This is a proposal, at the highest level, of what we try to measure to improve the productivity of engineering teams. This should help guide the creation of metrics and analysis systems. This is not a complete listing of every single thing that we want to measure regarding developer productivity. It is an aspirational description of how we would ideally be measuring things and how we should come up with new metrics.
It is based on the Goals, Signals, Metrics system. This document contains our primary Goals and Signals.
The simplest statement of our goal would be:
Developers at LinkedIn are productive and happy.
That could use some clarification, though.
What "productive" means isn't very clear, though—what are we actually talking about? So, we can refine "Developers at LinkedIn are productive" to:
Developers at LinkedIn are able to effectively and efficiently accomplish their intentions regarding LinkedIn's software systems.

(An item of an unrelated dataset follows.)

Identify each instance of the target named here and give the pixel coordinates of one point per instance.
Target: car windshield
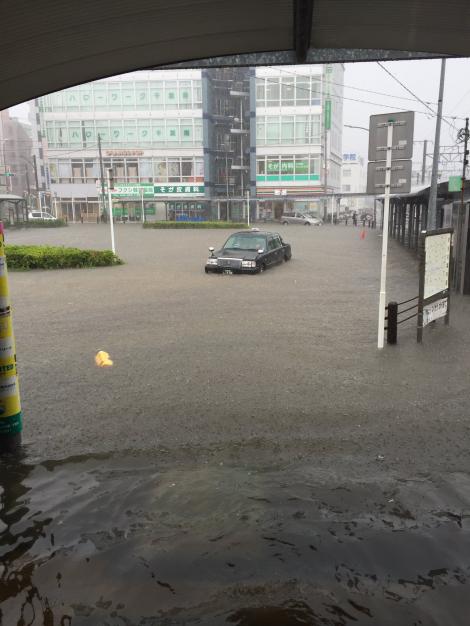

This is a more precise way of stating exactly what we mean by "productive." A person is productive, by definition, if they produce products efficiently. "Efficiently" implies that you want to measure something about how long it takes or how often a product can be produced. So that means that we have to have a time that we start measuring from, and a time that we stop measuring at. The earliest point we can think of wanting to measure is the moment when the developer directly intends to do something (as in, the intention they have right before they start to take action, not the first time they have some idle thought), and the last moment is when that action is totally complete.
There are many different intentions a developer could have: gathering requirements, writing code, running tests, releasing software, creating a whole feature end-to-end, etc. They exist on different levels and different scopes. It's "fractal," basically—there are larger intentions (like "build a whole software system") that have smaller intentions within them (like "write this code change"), which themselves have smaller intentions within them ("run a build"), etc.
The goal also states "effectively," because we don't just care that a result was fast, we care that the intention was actually carried out in the most complete sense. For example, if I can release my software quickly but my service has 3 major production incidents a day, then I'm not as effective as I could be, even if I'm efficient. It's reasonable to assume that no developer intends to release a service that fails catastrophically multiple times a day, so that system isn't accomplishing a developer's intention.
Happy about what? Well, here's a more precise statement:
Developers at LinkedIn are happy with the tools, systems, processes, facilities, and activities involved in software development at LinkedIn.
Note that although the primary focus of our team is on Tools & Infrastructure, neither of these goals absolutely limit us to Tools & Infrastructure. If we discover that something outside of our area is impacting developer productivity in a significant way, like a facilities issue or process issue, we should feel empowered to raise that issue to the group that handles that problem.
Let's break down each goal by its parts.
We'll break this down into signals for "effective" and signals for "efficient."
Essentially, we want to measure the time between when a developer has an intention and the time when they accomplish that intention. This is probably best framed as:
The time from when a developer starts taking an action to when they accomplish what they were intending to accomplish, with that action.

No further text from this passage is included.